Olivier de Magny (1524 – 1561)
Les souspirs (1557)
Gordes, que ferons nous ? aurons nous point la paix ?
Aurons nous point la paix quelquefois sur la terre ?
Sus la terre aurons nous si longuement la guerre,
La guerre qui au peuple est un si pesant faiz ?
Je ne vois que souldars que chevaulx et harnois,
Je n’ois que deviser d’entreprendre et conquerre,
Je n’ois plus que clairons que tumulte et tonnerre,
Et rien que rage et sang je n’entens et ne vois.

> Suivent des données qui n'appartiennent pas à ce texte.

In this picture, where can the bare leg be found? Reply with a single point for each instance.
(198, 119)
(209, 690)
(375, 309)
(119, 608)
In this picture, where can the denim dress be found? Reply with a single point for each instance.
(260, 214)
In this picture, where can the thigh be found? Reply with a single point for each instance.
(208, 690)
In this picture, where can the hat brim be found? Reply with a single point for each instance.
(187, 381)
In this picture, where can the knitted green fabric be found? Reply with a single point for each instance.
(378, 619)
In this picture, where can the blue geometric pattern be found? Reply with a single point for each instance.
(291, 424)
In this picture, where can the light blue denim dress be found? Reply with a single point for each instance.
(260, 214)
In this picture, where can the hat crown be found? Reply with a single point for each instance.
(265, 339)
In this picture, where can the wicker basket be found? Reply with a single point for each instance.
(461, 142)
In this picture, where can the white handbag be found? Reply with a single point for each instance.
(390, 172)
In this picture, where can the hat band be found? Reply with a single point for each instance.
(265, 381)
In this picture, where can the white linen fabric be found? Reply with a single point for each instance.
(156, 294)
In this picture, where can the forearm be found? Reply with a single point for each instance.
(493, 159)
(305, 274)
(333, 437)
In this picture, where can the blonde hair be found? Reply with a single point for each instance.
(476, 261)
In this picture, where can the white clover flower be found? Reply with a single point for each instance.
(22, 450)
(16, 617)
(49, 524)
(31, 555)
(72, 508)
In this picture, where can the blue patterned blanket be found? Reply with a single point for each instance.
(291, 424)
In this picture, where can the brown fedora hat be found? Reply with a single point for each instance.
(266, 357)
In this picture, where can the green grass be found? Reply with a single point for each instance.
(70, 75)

Les Princes au jourd’huy se jouent de noz vies,
Et quand elles nous sont après les biens ravyes
Ils n’ont pouvoir ny soing de nous les retourner.
Malheureux sommes nous de vivre en un tel age,
Qui nous laissons ainsi de maulx environner,
La coulpe ([1]) vient d’autruy mais nostre est le domage.

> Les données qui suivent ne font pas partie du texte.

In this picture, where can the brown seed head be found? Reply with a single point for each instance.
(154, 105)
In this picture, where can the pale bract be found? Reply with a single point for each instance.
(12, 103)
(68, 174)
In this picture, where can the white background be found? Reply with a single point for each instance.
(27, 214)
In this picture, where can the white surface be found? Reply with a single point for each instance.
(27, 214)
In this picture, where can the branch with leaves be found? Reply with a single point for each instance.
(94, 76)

[1] « Coulpe », du latin « culpa » : faute.
Olivier de Magny était un ami de Joachim du Bellay, avec lequel il a séjourné à Rome entre 1553 et 1557, aux côtés de leur ami commun Jean-Antoine de Simiane, seigneur de Gordes. C’est à celui-ci que du Bellay s’adresse dans plusieurs sonnets de son recueil « Les Regrets ». Il se pourrait donc que le poème de Magny résulte de désaccords entre les trois amis…
Magny commence par s’insurger contre l’opinion de son camarade. Il est outré, scandalisé. Il oppose vigoureusement la paix à la guerre, citées chacune deux fois dans le premier quatrain. Contre l’aveuglement de Gordes, il répète : « aurons nous point la paix » « sus la terre » ?
Après ces interrogations indignées, il passe à la première personne pour décrire ce qu’il entend et voit. S’ensuit le deuxième quatrain dont le champ lexical est uniquement un vocabulaire de guerre : « souldars », « chevaulx », « harnois », « clairons », « tumulte », « tonnerre », « rage et sang »…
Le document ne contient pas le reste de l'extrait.